The feature store includes capabilities including integration with multiple data and machine learning pipelines, which can be applied to an on-premise data lake or by leveraging cloud and SaaS providers. The feature store also includes automatic feature recommendations which let data scientists select the features they want to update and improve and receive recommendations to do so. 

“Feature stores are one of the hottest areas of AI development right now, because being able to reuse and repurpose data engineering tools is critical as those tools become increasingly complex and expensive to build,” commented Andy Markus, Chief Data Officer, AT&T. “These storehouses are vital not only to our own work, but to other businesses, as well.”

iFood

iFood is the largest food-tech company in Latin America, serving more than 26 million orders each month from more than 150,000 restaurants. The company’s operation generates large amounts of data each second: what dishes were requested, by whom, each driver location update, and much more. To provide the best possible customer experience and maximize the number of orders, iFood built several machine learning models to provide accurate answers for questions such as: how long it will take for an order to be completed; what are the best restaurants and dishes to recommend to a consumer; whether the payment being used is fraudulent or not; among others.

In order to generate the training data sets for those models, and in order to serve features in real-time so the models’ predictions can be made correctly, it is necessary to create efficient, distributed data processing pipelines.

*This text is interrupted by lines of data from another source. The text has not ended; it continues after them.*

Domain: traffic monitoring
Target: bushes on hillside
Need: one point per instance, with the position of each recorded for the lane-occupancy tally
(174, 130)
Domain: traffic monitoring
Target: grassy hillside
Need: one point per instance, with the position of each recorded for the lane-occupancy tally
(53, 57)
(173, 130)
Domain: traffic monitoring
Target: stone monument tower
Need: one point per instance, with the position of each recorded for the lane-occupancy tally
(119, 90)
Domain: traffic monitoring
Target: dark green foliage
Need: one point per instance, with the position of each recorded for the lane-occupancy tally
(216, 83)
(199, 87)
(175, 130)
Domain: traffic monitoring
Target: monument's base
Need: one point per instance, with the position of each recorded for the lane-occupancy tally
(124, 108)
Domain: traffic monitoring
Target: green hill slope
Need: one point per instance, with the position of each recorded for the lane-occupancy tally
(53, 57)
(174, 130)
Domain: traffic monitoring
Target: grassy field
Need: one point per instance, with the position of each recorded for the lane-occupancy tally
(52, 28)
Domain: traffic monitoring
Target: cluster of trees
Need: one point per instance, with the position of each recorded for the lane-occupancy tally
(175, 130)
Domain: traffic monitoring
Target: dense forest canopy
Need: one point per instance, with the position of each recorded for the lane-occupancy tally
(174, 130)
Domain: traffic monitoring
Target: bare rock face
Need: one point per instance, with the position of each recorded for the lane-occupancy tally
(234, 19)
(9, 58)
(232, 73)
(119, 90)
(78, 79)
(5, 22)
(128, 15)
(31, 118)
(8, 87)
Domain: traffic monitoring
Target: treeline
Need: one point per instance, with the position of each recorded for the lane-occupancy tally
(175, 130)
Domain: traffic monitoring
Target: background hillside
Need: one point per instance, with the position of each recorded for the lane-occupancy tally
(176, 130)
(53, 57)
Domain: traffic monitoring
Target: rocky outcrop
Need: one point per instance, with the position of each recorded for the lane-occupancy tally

To address these technical requirements, iFood built a real-time feature store, using Databricks and Spark Structured Streaming in order to process events streams, store them to a historical Delta Lake Table storage and a Redis low-latency access cluster. The company structured its development processes in order to do it with production-grade, reliable and validated code.

Vendors

There are a number of companies that have become players in this new space. Many are only a couple of years old. Here is a short-list to consider in alphabetical order:

Amazon SageMaker Feature StoreDatabricks | Feast | Featureform | H2O.ai | Hopsworks | IguazioKaskada | Molecula | RasgoScribble DataSplice MachineTecton 

Conclusion

Feature stores are a very powerful tool available for enterprises that aim to build many machine learning models based on a well-defined set of data entities. The overarching benefit of a feature store is that it encapsulates the logic of feature transformations to automatically prepare new data and serve up examples for training and inference. If your data science team finds itself repeatedly coding up feature transformations or copying/pasting feature-engineering code from one project data pipeline to project, a feature store could significantly simplify your process.